Python 将 html 转换为文本并模拟格式 [英] Python convert html to text and mimic formatting
问题描述
我正在学习 BeautifulSoup,并找到了许多html2text"解决方案,但我正在寻找的解决方案应该模仿格式:
I'm learning BeautifulSoup, and found many "html2text" solutions, but the one i'm looking for should mimic the formatting:
<ul>
<li>One</li>
<li>Two</li>
</ul>
会变成
* One
* Two
和
Some text
<blockquote>
More magnificent text here
</blockquote>
Final text
到
Some text
More magnificent text here
Final text
我正在阅读文档,但没有直接看到任何内容.有什么帮助吗?我愿意使用beautifulsoup以外的其他东西.

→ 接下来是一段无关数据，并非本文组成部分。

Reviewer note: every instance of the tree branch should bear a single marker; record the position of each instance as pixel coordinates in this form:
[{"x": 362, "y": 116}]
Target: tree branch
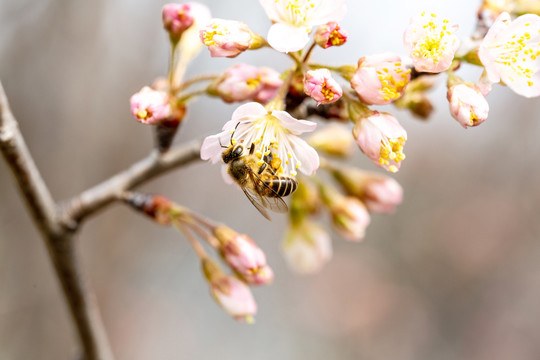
[
  {"x": 101, "y": 195},
  {"x": 58, "y": 239}
]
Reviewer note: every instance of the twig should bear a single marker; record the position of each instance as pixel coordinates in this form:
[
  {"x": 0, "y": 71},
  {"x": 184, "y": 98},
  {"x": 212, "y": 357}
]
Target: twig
[
  {"x": 101, "y": 195},
  {"x": 58, "y": 239}
]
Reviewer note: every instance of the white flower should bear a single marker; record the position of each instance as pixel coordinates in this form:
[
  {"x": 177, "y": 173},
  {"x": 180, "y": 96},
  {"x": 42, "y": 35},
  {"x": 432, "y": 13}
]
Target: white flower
[
  {"x": 294, "y": 19},
  {"x": 273, "y": 132},
  {"x": 510, "y": 52},
  {"x": 431, "y": 43}
]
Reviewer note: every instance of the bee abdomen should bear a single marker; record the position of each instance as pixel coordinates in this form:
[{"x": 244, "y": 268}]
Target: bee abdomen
[{"x": 282, "y": 185}]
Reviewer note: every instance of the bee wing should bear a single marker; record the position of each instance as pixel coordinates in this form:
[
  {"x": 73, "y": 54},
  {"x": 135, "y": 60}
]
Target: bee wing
[
  {"x": 256, "y": 201},
  {"x": 273, "y": 203}
]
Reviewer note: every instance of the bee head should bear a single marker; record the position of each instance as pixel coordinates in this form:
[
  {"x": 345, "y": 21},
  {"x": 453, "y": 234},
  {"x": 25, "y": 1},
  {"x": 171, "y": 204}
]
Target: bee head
[{"x": 233, "y": 152}]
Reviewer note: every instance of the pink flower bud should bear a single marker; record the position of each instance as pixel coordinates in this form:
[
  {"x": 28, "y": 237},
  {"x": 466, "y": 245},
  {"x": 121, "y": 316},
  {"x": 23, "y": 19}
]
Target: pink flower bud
[
  {"x": 307, "y": 247},
  {"x": 321, "y": 86},
  {"x": 330, "y": 34},
  {"x": 467, "y": 104},
  {"x": 177, "y": 18},
  {"x": 226, "y": 38},
  {"x": 380, "y": 78},
  {"x": 150, "y": 106},
  {"x": 381, "y": 138},
  {"x": 350, "y": 218},
  {"x": 243, "y": 82},
  {"x": 378, "y": 192},
  {"x": 230, "y": 293},
  {"x": 243, "y": 256}
]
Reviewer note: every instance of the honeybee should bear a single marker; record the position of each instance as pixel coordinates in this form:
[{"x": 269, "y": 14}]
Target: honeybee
[{"x": 258, "y": 179}]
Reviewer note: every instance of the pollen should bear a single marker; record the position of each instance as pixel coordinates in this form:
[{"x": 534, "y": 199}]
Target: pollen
[{"x": 392, "y": 151}]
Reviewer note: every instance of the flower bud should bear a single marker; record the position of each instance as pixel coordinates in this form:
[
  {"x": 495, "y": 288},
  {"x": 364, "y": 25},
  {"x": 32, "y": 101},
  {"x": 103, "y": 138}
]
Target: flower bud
[
  {"x": 330, "y": 34},
  {"x": 177, "y": 18},
  {"x": 378, "y": 192},
  {"x": 380, "y": 78},
  {"x": 350, "y": 217},
  {"x": 243, "y": 256},
  {"x": 149, "y": 106},
  {"x": 243, "y": 82},
  {"x": 321, "y": 86},
  {"x": 381, "y": 138},
  {"x": 230, "y": 293},
  {"x": 226, "y": 38},
  {"x": 467, "y": 104},
  {"x": 334, "y": 139},
  {"x": 307, "y": 247}
]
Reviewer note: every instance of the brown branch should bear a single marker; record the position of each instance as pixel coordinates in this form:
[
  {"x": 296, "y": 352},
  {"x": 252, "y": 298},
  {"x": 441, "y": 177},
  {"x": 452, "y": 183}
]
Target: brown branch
[
  {"x": 58, "y": 239},
  {"x": 101, "y": 195}
]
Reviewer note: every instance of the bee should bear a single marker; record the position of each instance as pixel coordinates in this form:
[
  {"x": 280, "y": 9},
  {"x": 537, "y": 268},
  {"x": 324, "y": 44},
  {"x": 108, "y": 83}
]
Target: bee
[{"x": 258, "y": 179}]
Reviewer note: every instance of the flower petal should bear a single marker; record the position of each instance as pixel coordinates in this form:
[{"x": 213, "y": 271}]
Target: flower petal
[
  {"x": 212, "y": 146},
  {"x": 307, "y": 155},
  {"x": 286, "y": 38},
  {"x": 296, "y": 127}
]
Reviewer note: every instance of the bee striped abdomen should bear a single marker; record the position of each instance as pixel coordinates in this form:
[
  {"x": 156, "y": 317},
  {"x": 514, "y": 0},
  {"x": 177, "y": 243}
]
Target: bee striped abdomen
[{"x": 282, "y": 185}]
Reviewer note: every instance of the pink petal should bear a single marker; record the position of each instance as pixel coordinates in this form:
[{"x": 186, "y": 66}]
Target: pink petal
[
  {"x": 286, "y": 38},
  {"x": 296, "y": 127},
  {"x": 306, "y": 154}
]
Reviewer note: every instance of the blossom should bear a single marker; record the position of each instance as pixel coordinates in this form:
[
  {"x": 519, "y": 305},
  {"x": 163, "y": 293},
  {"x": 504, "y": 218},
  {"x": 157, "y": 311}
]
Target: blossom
[
  {"x": 510, "y": 52},
  {"x": 273, "y": 131},
  {"x": 243, "y": 256},
  {"x": 294, "y": 19},
  {"x": 467, "y": 104},
  {"x": 226, "y": 38},
  {"x": 431, "y": 43},
  {"x": 381, "y": 138},
  {"x": 330, "y": 34},
  {"x": 150, "y": 106},
  {"x": 246, "y": 82},
  {"x": 378, "y": 192},
  {"x": 321, "y": 86},
  {"x": 179, "y": 17},
  {"x": 307, "y": 247},
  {"x": 230, "y": 293},
  {"x": 350, "y": 218},
  {"x": 380, "y": 79}
]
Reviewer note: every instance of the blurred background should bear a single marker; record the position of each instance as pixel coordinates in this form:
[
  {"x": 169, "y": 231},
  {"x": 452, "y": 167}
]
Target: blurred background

I'm reading the docs, but I'm not seeing anything straight forward. Any help? I'm open to using something other than beautifulsoup.
推荐答案
看看 Aaron Swartz 的 html2text 脚本(可以使用 pip install html2text
安装).请注意,输出是有效的 Markdown.如果由于某种原因不完全适合您,一些相当微不足道的调整应该可以让您获得问题中的确切输出:
Take a look at Aaron Swartz's html2text script (can be installed with pip install html2text
). Note that the output is valid Markdown. If for some reason that doesn't fully suit you, some rather trivial tweaks should get you the exact output in your question:
In [1]: import html2text
In [2]: h1 = """<ul>
...: <li>One</li>
...: <li>Two</li>
...: </ul>"""
In [3]: print html2text.html2text(h1)
* One
* Two
In [4]: h2 = """<p>Some text
...: <blockquote>
...: More magnificent text here
...: </blockquote>
...: Final text</p>"""
In [5]: print html2text.html2text(h2)
Some text
> More magnificent text here
Final text
这篇关于Python 将 html 转换为文本并模拟格式的文章就介绍到这了,希望我们推荐的答案对大家有所帮助,也希望大家多多支持IT屋!